Ragan McGill

Practice : Design for Failure

Purpose and Strategic Importance

Design for Failure is an architectural mindset and engineering practice that embraces the inevitability of failure in complex systems. Rather than trying to eliminate every possible fault, it aims to build software and infrastructure that can detect, isolate, recover from, and even thrive through failure.

By designing for failure, teams build more resilient systems, reduce downtime, and ensure consistent user experience under adverse conditions - making reliability a core feature, not an afterthought.
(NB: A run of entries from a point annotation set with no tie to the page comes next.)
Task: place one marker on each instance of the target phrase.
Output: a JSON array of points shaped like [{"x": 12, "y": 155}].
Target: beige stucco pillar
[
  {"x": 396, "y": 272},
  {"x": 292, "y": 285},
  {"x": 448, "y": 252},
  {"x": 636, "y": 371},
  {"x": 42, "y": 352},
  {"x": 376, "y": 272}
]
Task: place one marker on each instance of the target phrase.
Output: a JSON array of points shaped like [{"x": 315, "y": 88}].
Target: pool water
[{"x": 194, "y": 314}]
Description of the Practice

Accept that failures (e.g. network latency, system crashes, service unavailability) will happen.
Architect systems to tolerate and recover from these failures gracefully.
Use patterns such as retries with backoff, circuit breakers, timeouts, and bulkheads.
Ensure observability and alerting are in place to detect and respond quickly.
Apply fault injection techniques (e.g. chaos engineering) to test recovery capabilities.

How to Practise It (Playbook)

1. Getting Started

Identify critical components and potential single points of failure.
Add defensive programming mechanisms like timeouts and fallback logic.
Implement retries with exponential backoff and set sensible retry limits.
Ensure logs and metrics capture error conditions clearly and actionably.

2. Scaling and Maturing

Use circuit breakers to prevent cascading failures in distributed systems.
Segment workloads using bulkheads to limit the blast radius of failures.
Test failover and recovery scenarios regularly through chaos testing or gamedays.
Design systems to degrade gracefully under load or partial outage.
Automate failovers and alerts to reduce time-to-recovery.
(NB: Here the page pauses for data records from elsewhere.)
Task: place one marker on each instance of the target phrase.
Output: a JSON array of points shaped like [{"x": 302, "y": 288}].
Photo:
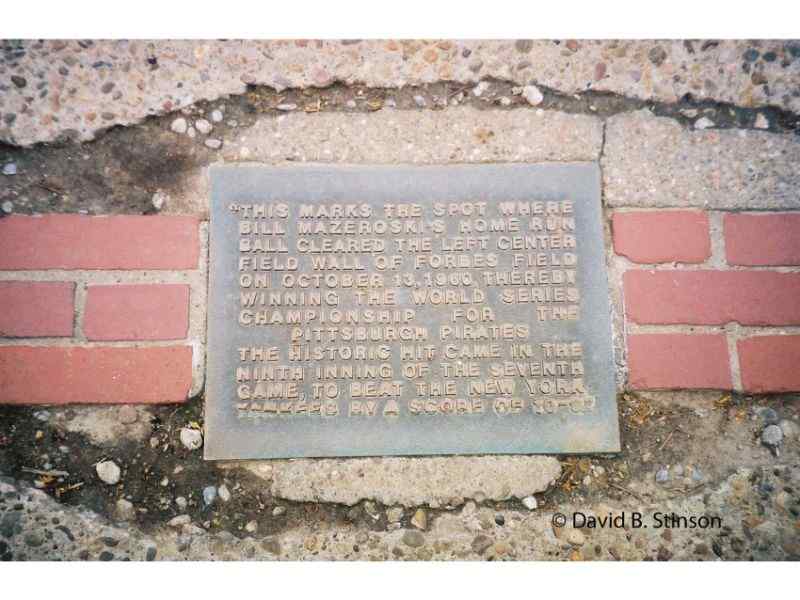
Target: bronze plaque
[{"x": 398, "y": 310}]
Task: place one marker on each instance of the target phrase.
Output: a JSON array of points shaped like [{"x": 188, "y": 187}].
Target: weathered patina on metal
[{"x": 357, "y": 311}]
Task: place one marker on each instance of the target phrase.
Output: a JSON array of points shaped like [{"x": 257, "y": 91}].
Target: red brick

3. Team Behaviours to Encourage

Ask "what happens when this fails?" during design and review sessions.
Embrace postmortems and blameless retrospectives to learn from incidents.
Prioritise building in resilience as part of the Definition of Done.
Share recovery playbooks and failure patterns across teams.

4. Watch Out For…

Building overly complex failure-handling logic that introduces new risks.
Relying solely on manual recovery steps - automate where possible.
Inconsistent practices across services - standardise where appropriate.
Lack of real-world testing that leaves recovery logic unverified.

5. Signals of Success

Systems isolate and recover from failures with minimal disruption.
Time to detect and resolve incidents is decreasing.
Recovery patterns (e.g. retries, fallbacks) are observable and effective.
Engineers feel confident in system reliability under duress.
Customers experience fewer outages and more consistent service quality.